Le blog d'eve anne, Madrid.
Folleville
Tout à coté du lieu dit « La Pierre aux Fées » à quelques pas du vieux château, à la
lisière du grand bois qui bordait jadis le village de Folleville, elle vivait dans une pauvre chaumière.« La Vieille Dame », C’est ainsi qu’on l’appelait
aux alentours, vivait en recluse et ne sortait que le soir venu .On la craignait. On l’évitait .Elle possédait dit-on, des pouvoirs surnaturels : « Elle jette des sorts,
elle mène les loups les nuits de pleine lune » C’est ce que l’on chuchotait, de peur d’être entendu de La Vielle Dame.
Mais, on lui prêtait également d’autres pouvoirs, elle n’avait pas son pareil pour combattre la fièvre. De bon matin elle vous faisait marcher dans l’herbe d’un pré,
cueillant par-ci quelques poignées d’herbes, les jetant par-là, derrière, sans se retourner. La pratique était efficace, autant que celle qui consistait à guérir les maux de ventre
en prenant à jeun une infusion de la deuxième pelure du sureau qu’elle avait cueilli à la nouvelle lune en récitant une prière aux saints Côme et Damien. On lui offrait des présents
pour ses interventions, mais aussi pour obtenir ses bonnes grâces, Il valait mieux, semble t-il, être bien avec elle. Un beau matin, sortant du cimetière, on l’avait aperçue accompagnée d’une fillette malingre. Devant l’air ô
combien étonné de la populace elle avait déclaré : « C’est mon enfant !» Les commentaires allèrent bon train, On s’était posé mille questions, les suppositions les
plus sataniques avaient été imaginées, mais nul n’avait osé lui demander plus d’explications.Comme personne ne
connaissait le nom de la petite, et que personne n’osât jamais le lui demander, on la surnomma « Aneseau » par le fait sans doute qu’elle allait puiser l’eau avec l’âne de la
Vieille Dame. On perpétuait ainsi en bon Picard la tradition ancestrale des surnoms, et des blasons. La fillette
grandit avec bonheur. Comme jamais elle ne mettait les pieds à l’église, on considéra qu’elle aussi devait être un peu sorcière, et posséder quelques mystérieux pouvoirs. Elle avait de
qui tenir, la bougresse! Certains affirmaient qu’elle avait le don d’ubiquité et qu’on l’avait aperçue au même moment en des endroits différents du village et de la forêt. D’autres
affirmaient qu’il lui poussait des ailes pour se déplacer aussi vite d’un bout à l’autre de la contrée.

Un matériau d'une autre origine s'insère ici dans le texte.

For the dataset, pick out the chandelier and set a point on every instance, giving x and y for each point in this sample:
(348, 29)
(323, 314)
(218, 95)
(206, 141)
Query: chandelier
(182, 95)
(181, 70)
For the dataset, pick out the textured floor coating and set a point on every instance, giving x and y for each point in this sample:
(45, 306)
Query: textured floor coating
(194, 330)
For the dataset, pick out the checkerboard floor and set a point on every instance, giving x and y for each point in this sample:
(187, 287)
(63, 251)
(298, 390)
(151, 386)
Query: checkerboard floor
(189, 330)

Au fil du temps, elle devint très belle, d’une fascinante
beauté, à la tournure quasiment irréelle. Elle restait cependant sauvage, passant ses journées dans les champs ensoleillés ou dans l’ombre des bois, savourant la fraîcheur des ramures,
bondissant avec légèreté au dessus des ruisseaux, chantant ou conversant avec les oiseaux…..
Sa réputation eût tôt fait de tourner en sa défaveur, elle était l’objet de toutes les
jalousies féminines et devint vite elle-même une ensorceleuse.
Malheur aux hommes qui croisaient son chemin ! Ils tombaient immédiatement sous son charme, leur vie devenait alors un enfer, jusqu’à
en mourir d’amour. Beaucoup, l’apercevant au loin, s’enfuyaient, d’autres au contraire sans doute plus téméraires, eurent le courage de l’approcher, de la regarder, n’en croyant pas leurs
yeux de tant de beauté, de délicatesse, de candeur et de finesse dans le regard pastel de la pucelle.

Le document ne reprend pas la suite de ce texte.